Preiswerte Katalysatoren für Stromspeicherung mit Wasserstoff

Grenoble (Frankreich) – Wenn Wind- und Solarparks zu viel Strom erzeugen, bietet sich Wasserstoffgas als effizienter Zwischenspeicher an. Um Wasser möglichst günstig per Elektrolyse in Sauerstoff und Wasserstoff spalten zu können, entwickelten Wissenschaftler nun neue, langlebige Materialen für die Elektroden. Sie bestehen aus speziellen Kobaltkomplexen und Nanoröhrchen aus Kohlenstoff und haben das Potenzial, das bisher favorisierte, aber sehr teure Platin zu ersetzen. Ihre Ergebnisse veröffentlichten die Forscher im Fachblatt „Nature Chemistry“.

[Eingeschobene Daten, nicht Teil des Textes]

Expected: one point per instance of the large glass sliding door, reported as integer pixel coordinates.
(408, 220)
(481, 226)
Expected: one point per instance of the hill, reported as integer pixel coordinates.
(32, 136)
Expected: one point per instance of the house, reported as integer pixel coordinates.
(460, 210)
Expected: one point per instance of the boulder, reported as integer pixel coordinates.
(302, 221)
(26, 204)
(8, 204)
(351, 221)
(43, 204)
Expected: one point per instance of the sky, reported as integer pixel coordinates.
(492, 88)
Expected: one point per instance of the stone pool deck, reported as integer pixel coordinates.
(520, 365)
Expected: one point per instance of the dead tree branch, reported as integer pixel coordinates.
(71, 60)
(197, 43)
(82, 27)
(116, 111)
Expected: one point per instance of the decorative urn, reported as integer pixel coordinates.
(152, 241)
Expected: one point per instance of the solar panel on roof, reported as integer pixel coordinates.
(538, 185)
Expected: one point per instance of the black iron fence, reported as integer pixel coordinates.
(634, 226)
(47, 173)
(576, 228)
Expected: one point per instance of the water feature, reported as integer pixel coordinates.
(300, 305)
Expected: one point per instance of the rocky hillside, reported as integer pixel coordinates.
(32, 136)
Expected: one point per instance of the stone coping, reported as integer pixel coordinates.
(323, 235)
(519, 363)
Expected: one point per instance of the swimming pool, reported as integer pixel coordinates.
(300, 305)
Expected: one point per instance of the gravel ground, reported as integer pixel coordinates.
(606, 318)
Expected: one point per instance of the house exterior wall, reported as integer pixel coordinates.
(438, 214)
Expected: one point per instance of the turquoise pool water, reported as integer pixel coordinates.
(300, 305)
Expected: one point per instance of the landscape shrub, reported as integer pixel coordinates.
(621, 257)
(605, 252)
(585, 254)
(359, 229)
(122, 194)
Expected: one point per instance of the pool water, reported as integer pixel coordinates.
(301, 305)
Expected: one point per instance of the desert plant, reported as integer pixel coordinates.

Dargestellt sind Nanoröhrchen zusammengesetzt aus Molekülketten, außerdem die Kobaltmolekülkomplexe, die über eine Brücke mit den Röhrchen verbunden sind. Ein Pfeil deutet an, wie Wassermooleküle in der Nähe der Kobalkomplexe gespalten werden.
Elektrolyse mit Kobaltkomplexen und Nanoröhrchen

„Diese Kobaltkomplexe gehören zu den effizientesten molekularen Katalysatoren für die Wasserstofferzeugung“, berichten Vincent Artero und seine Kollegen von der Universität Grenoble in Frankreich. Doch war es bisher sehr schwierig, diese kobalthaltigen Moleküle langfristig als Kathode in Elektrolysezellen nutzen zu können. Das Team um Artero löste dieses Problem, indem es über mehrstufige chemische Prozesse die katalytisch aktiven Kobaltkomplexe an Nanoröhrchen aus Kohlenstoff andockte.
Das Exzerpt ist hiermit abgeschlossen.